Desmarets de Saint-Sorlin venait de se convertir à grand fracas pour faire oublier sa comédie des Visionnaires et ses romans, il composait des poèmes apocalyptiques; il adressait même au roi un Avis du SaintEsprit, plein de sottes élucubrations et de calomnies contre les jansénistes. Nicole partit en guerre contre Saint-Sorlin; il lui répondit vivement dans une série de pamphlets anonymes, d'abord dix Lettres sur l'hérésie imaginaire (1664-1665), puis huit autres, qui portaient le sous-titre de Visionnaires (1666): en tout, dixhuit lettres, autant que les Provinciales. Dans sa première Visionnaire, Nicole n'hésitait pas à traiter d'empoisonneurs publics les faiseurs de romans et les poètes de théâtre. Evidemment, le trait atteignait surtout le Saint-Sorlin d'avant la conversion; mais Racine se crut visé, lui aussi, en quoi il n'eut peut-être pas tout à fait tort. C'est ainsi que Nicole déchaîna chez son ancien élève toutes les petites rancunes accumulées depuis cinq ans et surexcitées encore par un vague remords. Racine riposta par une Lettre à l'auteur des Imaginaires (1666), qui est un chef-d'œuvre de malice et d'ironie mordante, un pamphlet digne des Provinciales. Il y raillait sans merci non seulement Nicole et ses Visionnaires, mais tout Port-Royal, et la doctrine sur la grâce, et les livres monotones des solitaires, et leur style, et leur genre de vie, et leur entêtement, et leurs malheurs, On jugera du ton par cette page :

« Qu'est-ce que les romans et les comédies peuvent avoir

de commun avec le jansénisme? Pourquoi voulez-vous que ces ouvrages d'esprit soient une occupation peu honorable devant les hommes, et horrible devant Dieu ? Faut-il, parce que Desmarets a fait autrefois un roman et des comédies, que vous preniez en aversion tous ceux qui se sont mêlés d'en faire? Vous avez assez d'ennemis: pourquoi en chercher de nouveaux? Oh! que le Provincial était bien plus sage que vous! Voyez comme il flatte l'Académie, dans le temps même qu'il persécute la Sorbonne. Il n'a pas voulu se mettre tout le monde sur les bras. Il a ménagé les faiseurs de romans. Il s'est fait violence pour les louer; car, Dieu merci, vous ne louez jamais que ce que vous faites; et, croyez-moi, ce sont peut-être les seules gens qui vous étaient favorables.

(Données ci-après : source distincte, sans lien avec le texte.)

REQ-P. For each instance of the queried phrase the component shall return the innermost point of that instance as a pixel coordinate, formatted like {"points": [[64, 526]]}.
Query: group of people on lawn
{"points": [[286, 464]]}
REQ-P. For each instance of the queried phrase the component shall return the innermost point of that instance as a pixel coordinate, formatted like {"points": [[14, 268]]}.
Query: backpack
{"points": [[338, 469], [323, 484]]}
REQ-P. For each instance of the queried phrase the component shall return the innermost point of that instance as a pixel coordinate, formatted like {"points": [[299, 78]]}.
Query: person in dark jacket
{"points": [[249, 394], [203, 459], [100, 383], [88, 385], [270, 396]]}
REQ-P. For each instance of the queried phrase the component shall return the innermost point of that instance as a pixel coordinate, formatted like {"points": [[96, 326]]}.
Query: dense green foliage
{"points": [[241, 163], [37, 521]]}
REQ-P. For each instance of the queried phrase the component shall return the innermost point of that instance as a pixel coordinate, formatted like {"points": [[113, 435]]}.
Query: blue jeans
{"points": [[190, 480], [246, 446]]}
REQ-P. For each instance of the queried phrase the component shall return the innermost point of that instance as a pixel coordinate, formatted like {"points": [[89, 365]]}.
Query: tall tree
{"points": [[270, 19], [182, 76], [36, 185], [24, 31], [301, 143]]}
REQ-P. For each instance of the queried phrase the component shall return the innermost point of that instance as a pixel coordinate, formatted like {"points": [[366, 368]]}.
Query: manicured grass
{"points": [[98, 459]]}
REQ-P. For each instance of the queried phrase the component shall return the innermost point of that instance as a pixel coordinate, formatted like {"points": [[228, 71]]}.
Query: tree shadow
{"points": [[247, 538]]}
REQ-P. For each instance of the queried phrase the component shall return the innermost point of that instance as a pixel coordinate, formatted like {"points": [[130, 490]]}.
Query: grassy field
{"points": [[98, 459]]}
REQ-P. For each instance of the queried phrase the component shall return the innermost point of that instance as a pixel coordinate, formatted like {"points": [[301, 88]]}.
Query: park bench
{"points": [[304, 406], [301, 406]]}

<< Mais si vous n'étiez pas contents d'eux, il ne fallait pas tout d'un coup les injurier. Vous pouviez employer des termes plus doux que ces mots d'empoisonneurs publics, et de gens horribles parmi les chrétiens. Pensez-vous que l'on vous en croie sur votre parole? Non, non, Monsieur, on n'est point accoutumé à vous croire si légèrement. Il y a vingt ans que vous dites tous les jours que les cinq Propositions ne sont pas dans Jansenius; cependant on ne vous croit pas encore. << Mais nous connaissons l'austérité de votre morale. Nous ne trouvons point étrange que vous damniez les poètes: vous en damnez bien d'autres qu'eux. Ce qui nous surprend, c'est de voir que vous voulez empêcher les hommes de les honorer. Hé! Monsieur, contentez-vous de donner les rangs dans l'autre monde ne réglez point les récompenses de celui-ci. Vous l'avez quitté il y a longtemps: laissez-le juger des choses qui lui appartiennent. Plaignez-le, si vous voulez, d'aimer des bagatelles, et d'estimer ceux qui les font ; mais ne leur enviez point de misérables honneurs auxquels vous avez renoncé. »

Racine n'épargnait même pas les morts: il poursuivait de ses sarcasmes jusqu'à Le Maistre, qui avait tant aimé le petit Racine, jusqu'à la Mère Angélique, qui avait veillé sur son enfance avec tant de sollicitude. Il disait de Le Maistre :

«< Dites-moi, Monsieur, que faisait dans le monde M. Le Maistre? Il plaidait, il faisait des vers: tout cela est également profane, selon vos maximes. Il avoue aussi, dans une lettre, qu'il a été dans le dérèglement, et qu'il s'est retire chez vous pour pleurer ses crimes. Comment donc avez-vous

souffert qu'il ait tant fait de traductions, tant de livres sur les matières de la grâce? Ho! ho! direz-vous, il a fait auparavant une longue et sérieuse pénitence. Il a été deux ans entiers à bêcher le jardin, à faucher les prés, à laver les vaisselles. Voilà ce qui l'a rendu digne de la doctrine de saint Augustin. »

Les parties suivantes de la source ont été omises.